I am often bored at parties since I left New Orleans. People don’t wear costumes and sing, and they go home before breakfast. We warmed up by singing Limericks for an hour or two at the King Charles the Martyr Party or the Viking Party, both of which were given annually for twenty years. It was not necessary to be invited or know the hosts; I would never have gone to the Viking Party if someone who crashed the King Charles the Martyr Party hadn’t invited me to crash it. I’m still friends with those people. Where else would a successful physician have a plastic larger-than-life statue of a naked woman riding on a banana in the backyard?
People have read the Confederacy of Dunces, but do they know that while the reviewers in New York were praising the authors inventiveness in creating the characters, everyone in New Orleans was sure they personally knew all of them. I’m convinced that the main character was partly based on a man I knew who had re-named himself “Farouk Von Turk.” Von Turk lived with his mother amid piles of old sheet music and was one of the founders of The New Leviathan Oriental Foxtrot Orchestra which played such classics as “If You Gonna Sheik on yo’ Mama, yo Mama’s Gonna Sheba on you.”
Much of what bred this culture has been destroyed. It will be impossible to save the thousands of shotgun houses that are its natural habitat. The people who thought that the Ninth Ward was the whole world are scattered across the lower forty-eight. Many won’t come back. Some of what went into the New Orleanian jambalaya - poverty, illiteracy, crime, and racism, - needs to be removed regardless of other considerations.
But this amazingly rich culture that has produced far more than its share of America’s artistic, culinary, literary, and musical riches is likely to be gone before we notice that we miss it. Outside experts will have no chance to see it alive before they decide to bulldoze it into oblivion.
Many locals can’t describe it because they are blind to it the way a fish is blind to water until he finds himself flapping helplessly on land. You cannot replace forty square miles of antique neighborhoods with a California vision of what a proper up-to-date American community should be and expect the soul of New Orleans to survive any more than a salmon can thrive in a parking lot.
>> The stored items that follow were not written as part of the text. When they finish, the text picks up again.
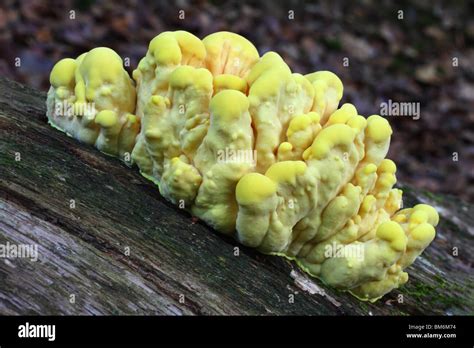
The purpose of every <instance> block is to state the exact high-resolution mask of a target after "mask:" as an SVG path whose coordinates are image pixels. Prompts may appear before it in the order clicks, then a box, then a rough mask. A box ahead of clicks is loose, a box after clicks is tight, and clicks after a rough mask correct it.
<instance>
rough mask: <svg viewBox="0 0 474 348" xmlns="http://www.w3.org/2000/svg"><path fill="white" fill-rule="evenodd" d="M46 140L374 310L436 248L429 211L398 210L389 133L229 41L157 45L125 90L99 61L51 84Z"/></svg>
mask: <svg viewBox="0 0 474 348" xmlns="http://www.w3.org/2000/svg"><path fill="white" fill-rule="evenodd" d="M50 82H51V88H50V90H49V93H48V98H47V106H48V111H47V116H48V119H49V122H50V123H51V124H52V125H53V126H54V127H56V128H58V129H60V130H62V131H64V132H66V133H68V134H69V135H71V136H72V137H74V138H76V139H78V140H80V141H82V142H85V143H88V144H93V145H95V146H96V147H97V148H98V149H99V150H101V151H102V152H105V153H107V154H110V155H113V156H117V157H120V158H121V159H123V160H125V161H127V162H128V163H135V164H136V165H137V166H138V168H139V169H140V172H141V173H142V174H143V175H144V176H145V177H146V178H148V179H150V180H152V181H154V182H155V183H156V184H157V185H158V187H159V190H160V192H161V194H162V195H163V196H164V197H165V198H166V199H168V200H169V201H171V202H173V203H174V204H176V205H178V206H179V207H180V208H185V209H187V210H189V211H190V212H191V213H192V214H193V215H195V216H197V217H199V218H200V219H202V220H203V221H205V222H206V223H207V224H209V225H210V226H212V227H213V228H215V229H216V230H217V231H219V232H222V233H224V234H227V235H230V236H233V237H235V238H236V239H237V240H238V241H240V242H241V243H242V244H244V245H247V246H250V247H254V248H256V249H258V250H259V251H261V252H263V253H267V254H275V255H281V256H285V257H287V258H291V259H294V260H296V262H297V263H298V265H299V266H300V267H301V268H302V269H303V270H305V271H306V272H308V273H309V274H311V275H313V276H316V277H318V278H320V279H322V280H323V281H324V282H325V283H326V284H329V285H331V286H333V287H335V288H338V289H342V290H348V291H350V292H351V293H352V294H353V295H355V296H357V297H358V298H360V299H363V300H370V301H375V300H377V299H378V298H380V297H381V296H383V295H384V294H386V293H388V292H389V291H391V290H392V289H394V288H397V287H399V286H400V285H402V284H404V283H405V282H407V280H408V274H407V273H406V272H405V269H406V268H407V267H408V266H410V265H411V264H412V263H413V262H414V260H415V259H416V257H417V256H418V255H420V254H421V253H422V252H423V250H424V249H425V248H426V247H427V246H428V245H429V244H430V242H431V241H432V240H433V239H434V237H435V226H436V225H437V223H438V214H437V212H436V210H435V209H434V208H432V207H431V206H429V205H425V204H419V205H416V206H415V207H413V208H407V209H401V210H400V208H401V203H402V191H401V190H399V189H396V188H393V186H394V184H395V183H396V177H395V172H396V166H395V163H393V162H392V161H391V160H389V159H386V158H385V156H386V154H387V151H388V147H389V143H390V137H391V134H392V129H391V128H390V125H389V123H388V122H387V120H385V119H384V118H382V117H380V116H377V115H371V116H369V117H364V116H361V115H359V114H358V112H357V109H356V108H355V106H354V105H352V104H343V105H341V106H340V107H339V101H340V100H341V98H342V94H343V85H342V82H341V81H340V79H339V78H338V77H337V76H336V75H335V74H333V73H331V72H329V71H317V72H314V73H311V74H308V75H301V74H297V73H292V72H291V70H290V68H289V67H288V65H287V64H286V63H285V62H284V61H283V59H282V58H281V57H280V56H279V55H278V54H277V53H275V52H268V53H266V54H264V55H263V56H260V55H259V53H258V51H257V49H256V48H255V47H254V46H253V45H252V43H251V42H249V41H248V40H247V39H245V38H244V37H242V36H239V35H237V34H234V33H230V32H218V33H214V34H211V35H209V36H207V37H206V38H204V39H203V40H200V39H198V38H197V37H196V36H194V35H192V34H190V33H188V32H185V31H176V32H164V33H161V34H160V35H158V36H156V37H155V38H154V39H153V40H152V41H151V42H150V44H149V47H148V52H147V53H146V56H145V57H143V58H142V59H141V61H140V63H139V65H138V67H137V69H136V70H135V71H133V80H132V79H131V78H130V77H129V75H128V74H127V72H126V71H125V70H124V67H123V62H122V59H121V58H120V56H119V55H118V54H117V53H115V52H114V51H113V50H111V49H109V48H104V47H99V48H95V49H92V50H91V51H89V52H87V53H84V54H82V55H80V56H79V57H77V58H76V59H70V58H66V59H62V60H60V61H59V62H58V63H56V65H55V66H54V68H53V70H52V71H51V75H50Z"/></svg>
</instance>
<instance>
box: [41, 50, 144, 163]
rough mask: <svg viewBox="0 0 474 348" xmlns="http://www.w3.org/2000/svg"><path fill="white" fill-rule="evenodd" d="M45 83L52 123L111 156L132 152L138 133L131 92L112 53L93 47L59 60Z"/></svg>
mask: <svg viewBox="0 0 474 348" xmlns="http://www.w3.org/2000/svg"><path fill="white" fill-rule="evenodd" d="M49 80H50V83H51V88H50V89H49V92H48V99H47V106H48V111H47V116H48V119H49V122H50V124H51V125H53V126H54V127H56V128H58V129H60V130H62V131H64V132H66V133H67V134H69V135H71V136H72V137H74V138H76V139H78V140H80V141H82V142H84V143H87V144H91V145H95V146H96V147H97V148H98V149H99V150H101V151H103V152H105V153H108V154H110V155H114V156H120V157H121V158H123V157H124V156H126V154H127V153H128V154H131V152H132V149H133V147H134V146H135V138H136V135H137V133H138V132H139V131H140V120H139V118H137V117H136V116H135V115H134V114H133V113H134V111H135V105H136V89H135V84H134V82H133V80H132V79H131V78H130V76H129V75H128V73H127V72H126V71H125V70H124V68H123V63H122V59H121V58H120V56H119V55H118V54H117V53H115V52H114V51H113V50H111V49H110V48H106V47H98V48H94V49H92V50H90V51H89V52H87V53H84V54H82V55H80V56H79V57H77V59H71V58H66V59H62V60H60V61H59V62H58V63H56V65H55V66H54V67H53V70H52V71H51V75H50V77H49Z"/></svg>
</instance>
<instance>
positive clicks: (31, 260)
mask: <svg viewBox="0 0 474 348" xmlns="http://www.w3.org/2000/svg"><path fill="white" fill-rule="evenodd" d="M0 258H7V259H14V258H25V259H30V260H31V261H33V262H36V261H38V244H11V243H10V242H6V243H5V244H0Z"/></svg>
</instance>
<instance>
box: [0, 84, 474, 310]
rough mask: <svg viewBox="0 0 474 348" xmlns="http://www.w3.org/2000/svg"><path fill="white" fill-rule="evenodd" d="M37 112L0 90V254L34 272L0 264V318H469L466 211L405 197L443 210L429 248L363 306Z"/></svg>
mask: <svg viewBox="0 0 474 348" xmlns="http://www.w3.org/2000/svg"><path fill="white" fill-rule="evenodd" d="M44 100H45V94H44V93H42V92H38V91H35V90H32V89H30V88H27V87H24V86H21V85H20V84H17V83H15V82H12V81H9V80H5V79H0V244H1V243H3V244H5V243H6V242H7V241H8V242H10V243H12V244H37V245H38V246H39V260H38V261H37V262H32V261H30V260H28V259H21V258H12V259H0V314H361V315H367V314H369V315H370V314H373V315H377V314H472V313H473V301H474V300H473V299H474V296H473V292H472V288H473V285H474V280H473V272H472V264H473V263H472V260H473V256H472V255H473V254H474V247H473V240H474V237H473V235H474V233H473V231H472V229H473V227H472V226H474V224H473V218H472V216H474V208H473V206H472V205H468V204H464V203H462V202H460V201H458V200H456V199H454V198H449V197H448V198H447V197H443V196H434V195H429V196H426V194H425V195H423V194H421V193H418V192H416V191H414V190H413V189H408V188H407V189H406V198H405V200H406V203H407V205H409V204H413V203H414V202H415V201H419V200H422V201H428V202H430V203H434V204H435V205H436V206H437V207H440V208H442V210H441V214H442V216H443V219H442V221H441V224H440V226H439V228H438V237H437V239H436V241H435V242H434V243H433V245H432V246H431V247H430V248H429V249H428V250H427V251H426V252H425V254H424V256H423V257H421V258H420V259H419V260H417V261H416V263H415V264H414V265H413V266H412V267H411V269H410V270H409V273H410V275H411V279H410V281H409V283H408V285H406V286H405V287H403V288H402V289H400V290H397V291H394V292H393V293H391V294H389V295H387V296H385V297H384V298H383V299H382V300H380V301H378V302H377V303H375V304H371V303H364V302H360V301H358V300H357V299H355V298H354V297H352V296H351V295H349V294H347V293H342V292H338V291H334V290H332V289H330V288H328V287H326V286H324V285H323V284H321V282H320V281H318V280H315V279H309V278H308V277H306V276H305V275H303V274H302V273H301V272H300V271H299V270H298V268H297V267H296V266H295V265H294V264H292V263H291V262H289V261H288V260H285V259H283V258H280V257H272V256H265V255H262V254H259V253H258V252H255V251H253V250H251V249H248V248H245V247H241V246H239V245H238V244H237V242H235V241H233V240H230V239H228V238H225V237H223V236H221V235H219V234H218V233H216V232H215V231H213V230H212V229H210V228H209V227H207V226H205V225H204V224H202V223H201V222H195V221H194V220H193V219H192V218H191V216H190V215H189V214H188V213H186V212H184V211H180V210H178V209H176V208H175V207H173V206H171V205H170V204H168V203H167V202H166V201H164V199H163V198H161V197H160V195H159V192H158V190H157V189H156V188H155V187H154V186H153V184H152V183H151V182H149V181H147V180H146V179H144V178H143V177H141V176H140V174H139V173H138V172H137V170H136V169H130V168H128V167H126V166H125V165H124V164H122V163H121V162H120V161H118V160H117V159H114V158H111V157H108V156H106V155H104V154H102V153H100V152H99V151H97V150H96V149H94V148H92V147H89V146H85V145H82V144H80V143H78V142H77V141H75V140H74V139H72V138H69V137H67V136H66V135H65V134H63V133H61V132H59V131H57V130H55V129H52V128H51V127H49V126H48V125H47V123H46V117H45V106H44ZM18 154H19V155H20V156H21V160H20V161H16V160H15V155H17V156H18ZM71 200H74V201H75V205H76V206H75V208H71V207H70V203H71ZM237 246H238V247H239V249H240V256H234V250H235V249H234V248H235V247H237ZM453 247H457V248H458V250H459V256H457V257H455V256H453V255H452V248H453ZM127 248H129V250H130V255H126V251H127V250H128V249H127ZM291 294H294V303H290V301H289V295H291ZM401 294H403V303H398V302H397V300H398V299H399V298H400V297H399V295H401ZM71 295H75V300H76V301H75V303H74V304H73V303H71V302H70V298H71ZM180 295H184V303H181V302H180Z"/></svg>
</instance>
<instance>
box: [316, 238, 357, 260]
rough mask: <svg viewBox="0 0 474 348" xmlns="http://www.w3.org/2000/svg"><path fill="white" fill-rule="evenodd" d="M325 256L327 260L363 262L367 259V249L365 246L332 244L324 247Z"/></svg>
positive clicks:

We need to treat the Yat the way we do the spotted owl. That is, we need to restore the cultural ecosystem that provided his habitat. I wonder if anyone in Washington has even started to think of it this way? Is anyone thinking about how to provide more amenities and open space without destroying the dense fabric of the neighborhoods? There were hardly any garages in old New Orleans neighborhoods. What would be the consequences of introducing them? Are planners going to put back Markey’s Bar or The Bright Star, both lynchpins of their respective Ninth Ward and Uptown neighborhoods? Will anyone dare to interfere with the property rights of the slumlords? What about the Mom and Pop grocery stores that made deliveries and extended credit; will they be back? Will there be Sno-ball stands? What aesthetic will take the place of the Victorian confections that turned Ninth Ward shotguns into wooden wedding cakes? Will anyone salvage the tall louvered shutters that covered all the shotgun doors and windows? What will they put them on if they do? How will extended families re-establish their neighborhood roots? How do we avoid the extremes of neo-Levittown or what an NPR commentator called “neo-precious?”
I don’t see anyone in authority I can trust to ask these questions much less come up with wise and perceptive answers. New Orleans could easily become Disneyland, or Cleveland, or Pompeii. Only with the greatest care can it continue to be itself.
If no one understands how sensitive and how significant the New Orleans human ecosystem is, we will realize, a few years hence, that its been a long time since anyone called us Dawlin’ and that America is a lot duller than it used to be.
Note from Arthur: My wife and I are originally from Florida. We lived seventeen years in New Orleans from 1970 to 1987 during which time I got a Ph.D. in history from Tulane and taught at the Isidore Newman School. Since then we’ve been in Cajun country where I teach at the Episcopal School of Acadiana. We live on the banks of Bayou Teche.